Moneter.id –
Jakarta – Kenaikan tarif Pajak Pertambahan Nilai (PPN) 12 persen diprediksi
akan menambah penerimaan negara sekitar Rp75 triliun. Namun, jumlah tersebut
tetap tidak cukup untuk menutup gap dengan target penerimaan perpajakan
dalam APBN 2025 yang dipatok Rp2.189,3 triliun, atau tumbuh 13,9 persen dari outlook
2024.
“Dilihat dari kesulitan pemerintah untuk
memenuhi target penerimaan pajak APBN 2025 itu, maka pelaksanaan kenaikan tarif
PPN (12 persen) nyaris hampir pasti dieksekusi ya soalnya ada tekanan politik
yang luar biasa,” kata Ekonom Bright Institute Awalil Rizky di Jakarta, Selasa
(26/11/2024).
Dirinya menilai kebijakan tersebut sebagai
langkah yang hampir pasti, mengingat kesulitan Pemerintah mencapai target
penerimaan perpajakan. Kenaikan PPN diyakini berdampak langsung pada inflasi
dan daya beli masyarakat.
Awalil mengingatkan pengalaman tahun 2022
saat PPN dinaikkan dari 10 persen menjadi 11 persen, terjadi lonjakan inflasi
kala itu mencapai 0,95 persen dalam satu bulan.
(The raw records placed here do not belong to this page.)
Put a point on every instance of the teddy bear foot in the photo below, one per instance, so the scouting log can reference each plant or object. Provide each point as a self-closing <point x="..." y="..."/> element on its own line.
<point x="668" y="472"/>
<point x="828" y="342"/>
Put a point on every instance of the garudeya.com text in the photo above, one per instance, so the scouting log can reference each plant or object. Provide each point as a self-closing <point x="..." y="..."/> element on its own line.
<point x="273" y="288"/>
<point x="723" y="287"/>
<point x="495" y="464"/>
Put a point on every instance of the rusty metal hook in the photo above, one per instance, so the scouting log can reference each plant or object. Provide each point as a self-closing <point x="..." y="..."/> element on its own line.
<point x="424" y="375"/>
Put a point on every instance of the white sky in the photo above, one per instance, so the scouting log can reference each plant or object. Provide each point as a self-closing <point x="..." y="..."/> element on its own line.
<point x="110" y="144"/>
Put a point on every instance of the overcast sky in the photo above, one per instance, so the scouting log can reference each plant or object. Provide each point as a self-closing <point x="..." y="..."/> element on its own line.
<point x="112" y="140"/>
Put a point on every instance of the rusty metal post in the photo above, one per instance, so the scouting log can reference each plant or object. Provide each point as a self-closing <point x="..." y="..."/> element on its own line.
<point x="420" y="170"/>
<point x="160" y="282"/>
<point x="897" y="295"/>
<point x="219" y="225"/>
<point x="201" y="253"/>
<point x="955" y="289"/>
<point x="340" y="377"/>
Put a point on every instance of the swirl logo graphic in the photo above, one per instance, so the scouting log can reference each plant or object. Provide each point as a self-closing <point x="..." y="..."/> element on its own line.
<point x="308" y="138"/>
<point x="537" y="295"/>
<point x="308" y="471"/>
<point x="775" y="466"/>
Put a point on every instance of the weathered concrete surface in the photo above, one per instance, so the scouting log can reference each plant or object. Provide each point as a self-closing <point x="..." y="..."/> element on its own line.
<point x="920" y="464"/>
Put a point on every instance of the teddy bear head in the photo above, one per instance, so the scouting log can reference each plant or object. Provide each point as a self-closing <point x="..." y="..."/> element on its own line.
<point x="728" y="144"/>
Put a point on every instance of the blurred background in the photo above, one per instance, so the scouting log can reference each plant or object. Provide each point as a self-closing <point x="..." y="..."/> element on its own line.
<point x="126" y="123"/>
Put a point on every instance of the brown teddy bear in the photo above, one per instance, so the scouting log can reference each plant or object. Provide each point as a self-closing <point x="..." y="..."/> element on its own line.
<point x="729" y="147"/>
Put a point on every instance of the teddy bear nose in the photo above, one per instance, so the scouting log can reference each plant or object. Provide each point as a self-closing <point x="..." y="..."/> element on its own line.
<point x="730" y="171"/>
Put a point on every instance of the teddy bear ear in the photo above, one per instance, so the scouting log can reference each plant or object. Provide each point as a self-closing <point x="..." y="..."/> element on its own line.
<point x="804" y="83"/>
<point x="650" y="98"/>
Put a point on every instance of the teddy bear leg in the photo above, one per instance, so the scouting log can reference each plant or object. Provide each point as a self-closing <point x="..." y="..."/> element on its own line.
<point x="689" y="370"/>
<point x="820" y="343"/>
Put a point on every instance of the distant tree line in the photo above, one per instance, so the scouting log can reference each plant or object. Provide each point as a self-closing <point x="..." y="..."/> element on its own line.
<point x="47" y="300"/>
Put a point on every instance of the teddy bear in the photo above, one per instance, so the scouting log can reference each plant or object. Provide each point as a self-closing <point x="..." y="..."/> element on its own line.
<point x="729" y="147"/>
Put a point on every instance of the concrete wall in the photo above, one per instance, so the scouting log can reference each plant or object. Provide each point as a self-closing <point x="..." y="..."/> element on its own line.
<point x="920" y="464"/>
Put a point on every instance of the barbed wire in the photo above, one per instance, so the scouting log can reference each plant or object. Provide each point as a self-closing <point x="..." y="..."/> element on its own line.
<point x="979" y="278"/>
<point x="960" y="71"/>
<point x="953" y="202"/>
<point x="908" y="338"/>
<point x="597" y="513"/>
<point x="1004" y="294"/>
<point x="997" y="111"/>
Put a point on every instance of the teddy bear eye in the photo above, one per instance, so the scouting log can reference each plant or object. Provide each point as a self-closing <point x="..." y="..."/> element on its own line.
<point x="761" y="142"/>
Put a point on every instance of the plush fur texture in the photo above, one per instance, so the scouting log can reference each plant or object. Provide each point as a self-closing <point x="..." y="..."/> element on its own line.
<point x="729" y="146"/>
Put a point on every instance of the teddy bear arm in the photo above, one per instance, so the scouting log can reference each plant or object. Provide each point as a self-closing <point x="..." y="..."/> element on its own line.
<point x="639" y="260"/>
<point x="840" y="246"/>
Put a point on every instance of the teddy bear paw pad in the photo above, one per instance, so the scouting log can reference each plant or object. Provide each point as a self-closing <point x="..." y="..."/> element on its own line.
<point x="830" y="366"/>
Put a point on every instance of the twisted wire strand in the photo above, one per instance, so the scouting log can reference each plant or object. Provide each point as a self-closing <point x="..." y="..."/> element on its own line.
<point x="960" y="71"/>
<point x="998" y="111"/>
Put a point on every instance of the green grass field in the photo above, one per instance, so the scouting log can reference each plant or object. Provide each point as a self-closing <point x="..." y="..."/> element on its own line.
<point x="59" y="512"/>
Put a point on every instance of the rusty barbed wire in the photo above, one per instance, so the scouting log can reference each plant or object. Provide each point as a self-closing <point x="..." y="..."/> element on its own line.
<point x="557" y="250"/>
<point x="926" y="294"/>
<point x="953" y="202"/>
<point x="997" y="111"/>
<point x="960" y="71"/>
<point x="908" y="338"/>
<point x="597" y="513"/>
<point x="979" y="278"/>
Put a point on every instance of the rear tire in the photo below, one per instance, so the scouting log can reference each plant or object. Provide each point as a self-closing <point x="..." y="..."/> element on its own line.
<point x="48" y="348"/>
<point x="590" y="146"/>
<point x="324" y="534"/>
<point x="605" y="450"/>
“Saya khawatir dampak terhadap sektor
produksi, mengingat adanya potensi efek crowding out yang membatasi dana
masyarakat dan swasta untuk konsumsi serta investasi. Meski demikian, tarif PPN
Indonesia masih lebih rendah dari rata-rata global yang mencapai 15,4 persen,
namun merupakan yang tertinggi di ASEAN,” jelasnya.
Selain kenaikan PPN, pemerintah juga tengah
mempertimbangkan tax amnesty jilid III. Berdasarkan perhitungan Bright
Institute, program ini memiliki potensi menambah penerimaan hingga Rp80
triliun, sehingga dapat mendongkrak penerimaan pajak menjadi Rp1.246 triliun.
Awalil mengingatkan bahwa program tax
amnesty sebaiknya tidak hanya fokus pada penerimaan tebusan, tetapi juga
diarahkan untuk memperbaiki basis perpajakan.
“Sedangkan tax amnesty sangat
mungkin ya, mengingat juga kebutuhannya ada. Kalaupun tidak jadi dilaksanakan
2025, akan dilaksanakan 2026 tax amnesty-nya. Nah, langkah lain yang
meningkatkan penerimaan pajak kan sudah diwacanakan dengan publik,” jelasnya.
Selain menaikkan PPN 12 persen dan tax
amnesty, Awalil menyebutkan beberapa strategi lain yang tengah diwacanakan
untuk meningkatkan penerimaan perpajakan. Di antaranya adalah eksekusi
penagihan pajak yang sudah diputuskan secara hukum, penggalian potensi pajak
dari ekonomi bawah tanah (underground economy), penguatan pengawasan
transaksi digital, serta perbaikan implementasi ketentuan perpajakan.
Adapun kenaikan PPN 12 persen dan
pelaksanaan tax amnesty jilid III tentu memiliki peluang untuk
meningkatkan penerimaan negara. Namun, pemerintah perlu mempertimbangkan
dampaknya terhadap daya beli masyarakat, inflasi, dan stabilitas ekonomi.
“Meskipun target penerimaan pajak adalah
hal yang penting, kebijakan yang diambil harus tetap berpihak pada masyarakat
dan tidak mengorbankan pertumbuhan ekonomi dalam jangka panjang,” terangnya.